Back to Projects

PDF Question Answering System

ROLE

Personal Project

TECHNOLOGIES

Python, FastAPI, PostgreSQL, pgvector, Ollama, Docker, Redis, RabbitMQ

Brief

BookRAG is a production-ready Retrieval-Augmented Generation system for querying PDF documents using local AI models. The system runs entirely on-premises, ensuring complete data privacy without requiring any cloud services or API keys.

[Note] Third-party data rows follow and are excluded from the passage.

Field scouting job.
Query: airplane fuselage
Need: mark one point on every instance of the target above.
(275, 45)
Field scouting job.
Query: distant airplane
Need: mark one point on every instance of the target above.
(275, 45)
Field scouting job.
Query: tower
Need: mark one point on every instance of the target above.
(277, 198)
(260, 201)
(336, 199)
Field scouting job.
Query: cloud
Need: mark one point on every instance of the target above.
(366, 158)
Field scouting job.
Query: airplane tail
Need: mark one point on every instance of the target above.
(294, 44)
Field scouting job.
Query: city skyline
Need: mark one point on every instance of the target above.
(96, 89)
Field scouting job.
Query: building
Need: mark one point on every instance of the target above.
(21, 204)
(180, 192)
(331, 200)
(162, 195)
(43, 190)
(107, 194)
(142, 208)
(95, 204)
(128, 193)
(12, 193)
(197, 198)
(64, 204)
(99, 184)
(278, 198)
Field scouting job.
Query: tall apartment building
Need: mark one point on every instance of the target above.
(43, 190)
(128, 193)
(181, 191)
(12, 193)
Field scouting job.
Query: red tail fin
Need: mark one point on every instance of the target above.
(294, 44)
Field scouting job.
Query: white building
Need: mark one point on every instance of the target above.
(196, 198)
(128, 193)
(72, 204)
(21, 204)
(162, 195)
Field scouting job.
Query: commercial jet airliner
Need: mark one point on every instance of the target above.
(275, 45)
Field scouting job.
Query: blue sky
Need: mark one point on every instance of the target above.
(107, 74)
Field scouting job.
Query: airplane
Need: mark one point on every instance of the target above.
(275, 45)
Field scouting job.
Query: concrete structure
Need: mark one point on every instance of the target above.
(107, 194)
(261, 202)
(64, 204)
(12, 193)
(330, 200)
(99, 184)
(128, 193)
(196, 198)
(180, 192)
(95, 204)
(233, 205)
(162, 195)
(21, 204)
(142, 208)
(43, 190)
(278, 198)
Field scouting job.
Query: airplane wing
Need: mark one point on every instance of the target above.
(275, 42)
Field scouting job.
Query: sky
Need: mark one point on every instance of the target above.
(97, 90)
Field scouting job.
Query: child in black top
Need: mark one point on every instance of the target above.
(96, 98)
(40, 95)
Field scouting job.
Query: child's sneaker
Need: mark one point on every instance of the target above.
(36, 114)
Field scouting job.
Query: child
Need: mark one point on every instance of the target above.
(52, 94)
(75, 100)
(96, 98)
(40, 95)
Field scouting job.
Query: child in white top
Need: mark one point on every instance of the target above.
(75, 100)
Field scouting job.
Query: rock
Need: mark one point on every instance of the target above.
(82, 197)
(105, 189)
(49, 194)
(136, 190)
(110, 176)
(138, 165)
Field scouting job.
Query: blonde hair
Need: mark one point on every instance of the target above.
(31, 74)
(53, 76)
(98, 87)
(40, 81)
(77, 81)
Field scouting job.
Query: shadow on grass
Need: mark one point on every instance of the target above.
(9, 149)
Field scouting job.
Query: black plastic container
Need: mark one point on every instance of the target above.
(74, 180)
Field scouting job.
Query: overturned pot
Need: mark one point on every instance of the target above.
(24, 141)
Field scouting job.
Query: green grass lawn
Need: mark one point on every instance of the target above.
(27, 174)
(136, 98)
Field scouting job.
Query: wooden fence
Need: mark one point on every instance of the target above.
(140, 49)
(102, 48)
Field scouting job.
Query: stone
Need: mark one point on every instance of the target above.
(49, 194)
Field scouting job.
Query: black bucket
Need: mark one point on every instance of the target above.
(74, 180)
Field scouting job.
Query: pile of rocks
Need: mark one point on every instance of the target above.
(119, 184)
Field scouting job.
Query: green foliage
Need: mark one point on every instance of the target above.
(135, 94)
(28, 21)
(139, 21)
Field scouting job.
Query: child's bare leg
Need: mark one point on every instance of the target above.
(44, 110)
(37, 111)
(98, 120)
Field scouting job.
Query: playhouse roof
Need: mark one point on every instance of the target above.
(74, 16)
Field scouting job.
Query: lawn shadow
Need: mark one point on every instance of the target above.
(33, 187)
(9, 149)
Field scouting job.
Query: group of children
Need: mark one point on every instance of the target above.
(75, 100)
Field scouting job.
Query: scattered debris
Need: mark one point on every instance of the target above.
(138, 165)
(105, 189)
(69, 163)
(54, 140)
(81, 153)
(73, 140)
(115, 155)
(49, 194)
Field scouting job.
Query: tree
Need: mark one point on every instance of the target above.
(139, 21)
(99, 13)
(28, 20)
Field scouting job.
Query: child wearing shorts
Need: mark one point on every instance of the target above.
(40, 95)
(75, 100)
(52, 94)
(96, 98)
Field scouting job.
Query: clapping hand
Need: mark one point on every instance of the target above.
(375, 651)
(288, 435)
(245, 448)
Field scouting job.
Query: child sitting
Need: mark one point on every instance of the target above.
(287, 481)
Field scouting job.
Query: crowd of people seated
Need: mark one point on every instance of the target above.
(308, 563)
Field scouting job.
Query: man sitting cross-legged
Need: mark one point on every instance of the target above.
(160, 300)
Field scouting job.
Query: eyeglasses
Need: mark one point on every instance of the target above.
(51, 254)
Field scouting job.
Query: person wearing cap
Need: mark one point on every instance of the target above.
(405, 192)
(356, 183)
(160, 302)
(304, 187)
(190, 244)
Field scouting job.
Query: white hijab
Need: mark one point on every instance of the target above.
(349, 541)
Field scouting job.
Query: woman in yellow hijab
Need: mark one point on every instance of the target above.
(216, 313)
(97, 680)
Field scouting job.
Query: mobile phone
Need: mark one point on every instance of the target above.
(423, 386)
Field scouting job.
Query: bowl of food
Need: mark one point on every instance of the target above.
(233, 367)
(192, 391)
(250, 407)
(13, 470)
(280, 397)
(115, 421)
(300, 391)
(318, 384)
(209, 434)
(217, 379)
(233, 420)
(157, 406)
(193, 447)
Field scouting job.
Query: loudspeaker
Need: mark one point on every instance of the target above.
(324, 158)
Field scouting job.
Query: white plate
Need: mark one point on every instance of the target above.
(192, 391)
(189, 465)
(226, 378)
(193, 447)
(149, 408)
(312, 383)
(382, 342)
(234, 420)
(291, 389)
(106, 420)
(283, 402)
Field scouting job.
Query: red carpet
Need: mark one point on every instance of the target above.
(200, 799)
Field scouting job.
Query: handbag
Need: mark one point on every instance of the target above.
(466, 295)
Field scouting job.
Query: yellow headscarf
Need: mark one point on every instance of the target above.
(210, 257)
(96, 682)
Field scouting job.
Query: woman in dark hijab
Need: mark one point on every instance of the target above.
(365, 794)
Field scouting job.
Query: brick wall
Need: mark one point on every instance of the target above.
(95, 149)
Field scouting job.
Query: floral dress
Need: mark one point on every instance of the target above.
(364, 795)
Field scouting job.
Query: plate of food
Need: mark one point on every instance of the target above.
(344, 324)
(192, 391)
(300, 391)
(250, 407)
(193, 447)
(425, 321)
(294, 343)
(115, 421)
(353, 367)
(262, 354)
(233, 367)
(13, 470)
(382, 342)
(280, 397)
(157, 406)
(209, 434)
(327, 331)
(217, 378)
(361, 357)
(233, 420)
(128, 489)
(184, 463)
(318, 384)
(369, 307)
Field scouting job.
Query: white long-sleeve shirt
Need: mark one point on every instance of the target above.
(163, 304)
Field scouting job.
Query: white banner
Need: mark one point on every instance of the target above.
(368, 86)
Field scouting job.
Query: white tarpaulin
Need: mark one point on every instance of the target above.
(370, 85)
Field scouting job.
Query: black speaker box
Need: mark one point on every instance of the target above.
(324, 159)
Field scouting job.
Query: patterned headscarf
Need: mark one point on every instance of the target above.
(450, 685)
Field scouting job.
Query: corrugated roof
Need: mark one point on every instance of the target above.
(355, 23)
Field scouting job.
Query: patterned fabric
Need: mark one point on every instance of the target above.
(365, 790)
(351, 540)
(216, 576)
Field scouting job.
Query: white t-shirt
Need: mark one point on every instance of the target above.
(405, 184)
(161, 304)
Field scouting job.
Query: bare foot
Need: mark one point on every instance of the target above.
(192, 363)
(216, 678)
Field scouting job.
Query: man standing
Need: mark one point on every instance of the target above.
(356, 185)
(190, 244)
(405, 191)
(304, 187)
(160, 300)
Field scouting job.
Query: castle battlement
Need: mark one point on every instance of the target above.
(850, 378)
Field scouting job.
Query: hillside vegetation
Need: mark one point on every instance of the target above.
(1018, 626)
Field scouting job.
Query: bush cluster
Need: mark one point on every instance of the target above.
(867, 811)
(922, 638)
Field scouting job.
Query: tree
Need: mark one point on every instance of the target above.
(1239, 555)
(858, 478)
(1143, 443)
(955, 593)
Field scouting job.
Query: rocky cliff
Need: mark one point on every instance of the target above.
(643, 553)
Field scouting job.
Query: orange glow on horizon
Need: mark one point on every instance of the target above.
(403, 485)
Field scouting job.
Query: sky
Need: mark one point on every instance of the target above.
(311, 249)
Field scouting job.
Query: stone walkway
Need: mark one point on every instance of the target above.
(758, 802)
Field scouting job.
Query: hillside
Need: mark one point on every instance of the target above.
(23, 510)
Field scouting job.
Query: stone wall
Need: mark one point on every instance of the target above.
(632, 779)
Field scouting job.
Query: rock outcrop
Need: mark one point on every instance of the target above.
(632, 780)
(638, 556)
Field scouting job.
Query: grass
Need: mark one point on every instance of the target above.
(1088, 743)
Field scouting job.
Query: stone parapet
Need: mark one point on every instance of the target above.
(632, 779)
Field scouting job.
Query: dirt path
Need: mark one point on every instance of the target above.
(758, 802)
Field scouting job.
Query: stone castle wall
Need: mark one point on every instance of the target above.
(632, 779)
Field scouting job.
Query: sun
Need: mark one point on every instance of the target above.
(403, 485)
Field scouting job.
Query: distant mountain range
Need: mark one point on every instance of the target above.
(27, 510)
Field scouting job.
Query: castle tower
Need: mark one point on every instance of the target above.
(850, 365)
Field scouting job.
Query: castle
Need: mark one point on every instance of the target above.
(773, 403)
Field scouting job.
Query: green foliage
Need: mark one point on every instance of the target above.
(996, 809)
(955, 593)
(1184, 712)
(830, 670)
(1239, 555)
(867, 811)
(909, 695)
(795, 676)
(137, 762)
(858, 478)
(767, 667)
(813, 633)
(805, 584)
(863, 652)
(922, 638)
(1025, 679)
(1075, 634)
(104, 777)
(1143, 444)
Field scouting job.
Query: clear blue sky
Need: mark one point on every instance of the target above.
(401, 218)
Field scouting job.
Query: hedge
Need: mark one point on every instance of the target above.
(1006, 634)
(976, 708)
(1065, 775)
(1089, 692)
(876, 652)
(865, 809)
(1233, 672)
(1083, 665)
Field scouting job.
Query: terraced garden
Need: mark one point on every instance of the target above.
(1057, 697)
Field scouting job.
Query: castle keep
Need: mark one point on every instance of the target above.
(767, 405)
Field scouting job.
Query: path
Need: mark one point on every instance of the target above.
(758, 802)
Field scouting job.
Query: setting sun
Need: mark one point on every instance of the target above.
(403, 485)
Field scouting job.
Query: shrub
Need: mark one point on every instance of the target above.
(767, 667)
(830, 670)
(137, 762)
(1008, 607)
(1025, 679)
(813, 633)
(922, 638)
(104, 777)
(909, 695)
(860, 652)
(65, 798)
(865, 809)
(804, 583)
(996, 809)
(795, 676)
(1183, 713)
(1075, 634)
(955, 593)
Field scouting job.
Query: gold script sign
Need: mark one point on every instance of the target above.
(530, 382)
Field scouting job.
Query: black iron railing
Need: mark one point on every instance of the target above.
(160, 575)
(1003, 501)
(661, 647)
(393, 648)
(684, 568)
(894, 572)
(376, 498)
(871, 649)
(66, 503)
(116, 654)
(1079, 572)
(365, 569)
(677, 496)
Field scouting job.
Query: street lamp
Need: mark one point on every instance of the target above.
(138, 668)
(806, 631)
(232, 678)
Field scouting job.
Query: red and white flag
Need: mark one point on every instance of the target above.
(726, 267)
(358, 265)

RAG systems combine the power of large language models with the ability to search through specific documents, enabling accurate question-answering based on document content. This approach is more reliable than asking an LLM questions directly, as it grounds responses in actual document text.

Implementation

Built a complete RAG pipeline with production-grade infrastructure:

  • Designed a FastAPI backend with endpoints for document upload, processing status, and natural language querying
  • Implemented document processing using LangChain to split PDFs into chunks and generate embeddings via Ollama
  • Configured PostgreSQL with pgvector extension for efficient vector similarity search using cosine similarity
  • Set up asynchronous processing with RabbitMQ workers to handle document ingestion in the background
  • Added Redis caching layer to improve response times for repeated queries
  • Containerized the entire stack using Docker Compose for easy deployment

Technical Details

The system follows a microservices architecture with clear separation of concerns:

Document Processing Pipeline

  1. Upload: PDFs are uploaded via API endpoint and queued for processing
  2. Extract: Background workers extract text and split it into manageable chunks
  3. Embed: Each chunk is converted to vector embeddings using Ollama's nomic-embed-text model
  4. Store: Embeddings are stored in PostgreSQL with pgvector for similarity search

Query Pipeline

  1. Embed Query: User questions are converted to vector embeddings
  2. Search: Most similar document chunks are retrieved using cosine similarity
  3. Context Assembly: Retrieved chunks provide context for the LLM
  4. Generate: Ollama's Llama 3.2 generates answers based on document context
  5. Cache: Responses are cached in Redis for improved performance

Key Features

Asynchronous Processing

Document processing happens in background workers via RabbitMQ, allowing users to upload large PDFs without blocking the API. Status endpoints provide real-time updates on processing progress.

Vector Similarity Search

Uses PostgreSQL's pgvector extension for efficient similarity search across document embeddings, enabling fast retrieval of relevant content from large document collections.

Privacy-Focused Design

All processing happens locally using Ollama models. No data leaves the local environment, making it suitable for sensitive documents.

Technical Challenges

Addressed several challenges in building a production-ready RAG system:

  • Chunking Strategy: Implemented recursive text splitting with overlap to maintain context across chunk boundaries while keeping chunks within embedding model limits
  • Vector Search Optimization: Configured pgvector indexes and tuned similarity thresholds to balance retrieval accuracy with performance
  • Model Performance: Worked around cold start times for Ollama models by implementing health checks and warm-up procedures
  • System Coordination: Used Docker Compose with proper service dependencies and health checks to ensure reliable startup across multiple containers

Takeaways

This project provided hands-on experience with the complete RAG architecture, from document processing to response generation. I learned about vector databases and similarity search algorithms, how to design asynchronous processing systems, and the practical considerations of deploying LLM-based applications. The focus on local deployment highlighted the importance of system design choices when working with resource-intensive models.